Original paper : https://arxiv.org/abs/2005.14165
- It uses the same architecture as GPT-2.
- The largest model uses 170B parameters and trained with a batch size of 3.2 million. (Wow!).
- Training cost exceeds $12M.
- “Taking all these runs into account, the researchers estimated that building this model generated over 78,000 pounds of CO2 emissions in total—more than the average American adult will produce in two years.”[link]
- They used a system with more than 285K CPU cores 10K GPUs and 400 Gigabits network connectivity per machine. (Too much pollution).
- The model is trained on the whole Wikipedia, 2 different Book datasets, and Common Crawl.
- It learns different tasks with a task description, example(s), and a prompt.
- Task description is a definition of target action, like “Translate from English to France…”
- Example(s) is a sample or a set of samples used in one-shot or few-shot learning settings.
- Prompt is an input on which the target action is performed.
- The larget the model, the better the results.
- They perform zero-shot, one-shot, and few-shot learning with the pre-trained language model for specific tasks.
- At the Question Answering task, it outperforms SOTA models trained with the source documents.

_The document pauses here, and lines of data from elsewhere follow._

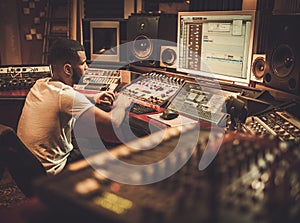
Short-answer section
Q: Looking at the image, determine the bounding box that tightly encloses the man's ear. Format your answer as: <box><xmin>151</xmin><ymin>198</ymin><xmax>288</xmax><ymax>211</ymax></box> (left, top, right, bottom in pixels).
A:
<box><xmin>64</xmin><ymin>63</ymin><xmax>72</xmax><ymax>77</ymax></box>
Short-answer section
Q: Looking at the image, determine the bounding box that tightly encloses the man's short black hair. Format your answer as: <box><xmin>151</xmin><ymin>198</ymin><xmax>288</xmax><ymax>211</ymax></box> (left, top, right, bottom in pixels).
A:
<box><xmin>48</xmin><ymin>38</ymin><xmax>84</xmax><ymax>65</ymax></box>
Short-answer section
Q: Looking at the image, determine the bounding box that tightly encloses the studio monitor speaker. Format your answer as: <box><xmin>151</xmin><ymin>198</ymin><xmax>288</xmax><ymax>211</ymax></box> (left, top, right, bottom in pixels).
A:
<box><xmin>160</xmin><ymin>46</ymin><xmax>177</xmax><ymax>68</ymax></box>
<box><xmin>127</xmin><ymin>14</ymin><xmax>177</xmax><ymax>67</ymax></box>
<box><xmin>264</xmin><ymin>15</ymin><xmax>300</xmax><ymax>94</ymax></box>
<box><xmin>251</xmin><ymin>54</ymin><xmax>267</xmax><ymax>82</ymax></box>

- At the Translation task, it performs close to SOTA. It is better at translating a language to English than otherwise, given it is trained on an English corpus.
- Winograd task is determining which word a pronoun refers to in a sentence.
- Physical Q&A is asking questions about grounded knowledge about the physical world. Outperforms SOTA in all the learning settings.
- Reading Comprehension is asking questions about a given document. Performs poorly in relation to SOTA.
- Causal Reasoning is giving a sentence and asking the most possible outcome.
- Natural Language Interference is a task to determine if the 2nd sentence is matching or conflicting with the 1st sentence. It performs well here.
- at arithmetic operations, small models perform poorly and large models perform good, especially at summation. They discuss that multiplication is a harder operation.
- At SAT, it performs better than an average student.
- Human accuracy to detect the articles written by the model is close to the random guess with the largest model.
I believe GPT-3 is not capable of “reasoning” in contrary to the common belief. GPT-3 rather constitutes an efficient storage mechanism for data it is trained with. At inference time, the model determines the output by finding the samples that are most relevant to the given task and interpolating them.
This is more apparent at the arithmetics task. The summation task is much easier since it is easier to memorize the whole table of information from the training data. And as it gets harder with multiplication the model struggles to fetch the relevant information and the performance drops.
You can also observe that when you take sentences from the generated articles in the paper and google them. Although they do not exactly match any article on the Web, you see very similar content and sometimes sentences that are different by only a couple of words.